Unklar ist, wie die Kanzlei zu den IP-Adressen kam und woher die IP-Adressen genau kamen. Das Landgericht Köln hat bestätigt, der Ermittlung der Adressen zugestimmt zu haben - "The Archive" hatte etwa hundert Auskunftsanträge gestellt. Eigentlich hatte man diesen Auskunftsanträgen aber nicht stattgeben dürfen - Streaming ist nämlich kein Filesharing. Die Anträge zur Auskunft glichen aber offensichtlich denen, die man aus den Filesharing-Verfahren kennt und das Gericht ist vermutlich darauf hereingefallen.

Bislang fällt die Nutzung von Filmen und Musik im Stream in eine juristische Grauzone: Es ist umstritten, ob man sich strafbar macht, wenn man sich gestreamte Filme ansieht.

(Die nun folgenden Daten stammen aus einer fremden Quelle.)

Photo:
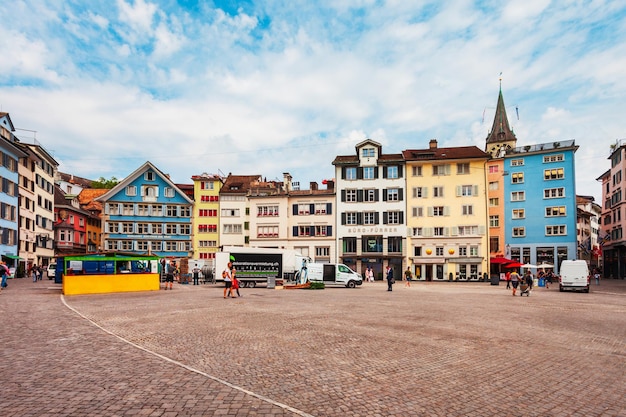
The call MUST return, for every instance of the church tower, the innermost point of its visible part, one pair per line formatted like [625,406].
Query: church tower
[501,138]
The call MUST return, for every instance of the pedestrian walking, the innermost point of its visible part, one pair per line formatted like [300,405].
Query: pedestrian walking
[596,275]
[228,281]
[169,276]
[196,274]
[514,280]
[389,276]
[408,276]
[233,275]
[4,270]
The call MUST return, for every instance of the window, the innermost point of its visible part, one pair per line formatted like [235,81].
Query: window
[467,190]
[419,192]
[559,230]
[349,245]
[417,211]
[494,221]
[394,244]
[367,152]
[556,211]
[393,194]
[554,192]
[519,231]
[394,217]
[468,230]
[441,170]
[232,229]
[553,174]
[462,168]
[553,158]
[518,196]
[351,196]
[267,211]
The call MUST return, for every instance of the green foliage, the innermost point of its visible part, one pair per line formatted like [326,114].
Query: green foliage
[104,183]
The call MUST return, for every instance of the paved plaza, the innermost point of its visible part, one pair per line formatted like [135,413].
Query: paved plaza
[435,349]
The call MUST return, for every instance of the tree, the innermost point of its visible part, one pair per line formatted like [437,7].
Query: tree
[104,183]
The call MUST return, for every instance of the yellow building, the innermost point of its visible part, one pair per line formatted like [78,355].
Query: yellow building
[447,213]
[206,216]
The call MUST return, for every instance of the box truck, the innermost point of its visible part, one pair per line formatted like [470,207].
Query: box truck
[574,275]
[260,265]
[333,274]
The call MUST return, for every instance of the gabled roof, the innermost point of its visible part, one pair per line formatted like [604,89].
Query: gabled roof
[500,130]
[239,184]
[430,154]
[139,171]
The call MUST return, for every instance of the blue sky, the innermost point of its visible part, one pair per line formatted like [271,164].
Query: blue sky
[267,87]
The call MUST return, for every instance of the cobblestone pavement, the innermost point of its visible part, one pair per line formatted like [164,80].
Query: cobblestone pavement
[435,349]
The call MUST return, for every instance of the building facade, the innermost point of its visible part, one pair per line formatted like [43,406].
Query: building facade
[147,213]
[371,204]
[447,214]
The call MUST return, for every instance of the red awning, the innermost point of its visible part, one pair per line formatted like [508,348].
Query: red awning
[500,260]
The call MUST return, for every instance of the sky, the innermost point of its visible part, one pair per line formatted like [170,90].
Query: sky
[272,87]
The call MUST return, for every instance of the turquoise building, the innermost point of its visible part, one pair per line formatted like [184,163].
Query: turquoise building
[147,213]
[540,203]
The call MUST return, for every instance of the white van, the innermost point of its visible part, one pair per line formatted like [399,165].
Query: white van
[574,275]
[333,274]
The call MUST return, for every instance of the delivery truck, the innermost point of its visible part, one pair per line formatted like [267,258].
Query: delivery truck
[260,265]
[333,274]
[574,275]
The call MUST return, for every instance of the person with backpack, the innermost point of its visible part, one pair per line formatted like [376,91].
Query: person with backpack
[228,281]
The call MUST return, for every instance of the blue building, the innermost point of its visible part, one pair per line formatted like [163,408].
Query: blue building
[10,153]
[147,213]
[540,203]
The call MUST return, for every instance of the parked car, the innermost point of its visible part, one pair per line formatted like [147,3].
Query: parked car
[51,270]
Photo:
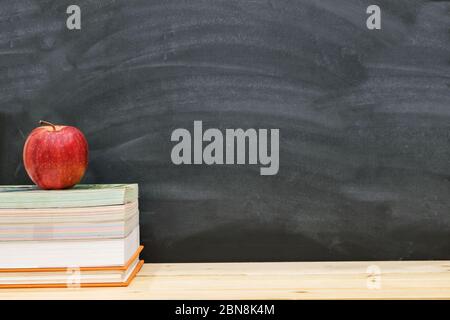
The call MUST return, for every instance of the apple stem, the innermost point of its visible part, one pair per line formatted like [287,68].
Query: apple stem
[46,123]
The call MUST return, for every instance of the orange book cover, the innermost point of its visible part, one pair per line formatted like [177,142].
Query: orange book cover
[82,285]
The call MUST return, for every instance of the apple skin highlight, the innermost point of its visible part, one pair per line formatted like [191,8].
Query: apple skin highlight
[55,157]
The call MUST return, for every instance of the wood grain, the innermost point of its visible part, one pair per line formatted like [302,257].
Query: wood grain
[287,280]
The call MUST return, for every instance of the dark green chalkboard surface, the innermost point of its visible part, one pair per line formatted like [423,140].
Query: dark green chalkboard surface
[364,119]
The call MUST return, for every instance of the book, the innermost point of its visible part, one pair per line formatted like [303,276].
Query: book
[68,253]
[71,278]
[69,223]
[87,195]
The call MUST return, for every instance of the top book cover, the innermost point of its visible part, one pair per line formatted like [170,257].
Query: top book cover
[82,195]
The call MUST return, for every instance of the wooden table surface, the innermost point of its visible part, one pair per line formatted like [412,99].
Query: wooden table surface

Denn anders als beim Filesharing, bei dem die User ihre Dateien in Tauschbörsen hochladen und zum Download anbieten, werden gestreamte Filme gar nicht oder lediglich für wenige Sekunden auf dem Computer des Konsumenten zwischengespeichert. Und das ist nicht strafbar.

Wer eine Abmahnung bekommen hat, sollte also weder eine Unterlassungserklärung unterschreiben noch das geforderte Geld überweisen - die Betroffenen sollten hingegen juristischen Einspruch gegen die Abmahnung einlegen!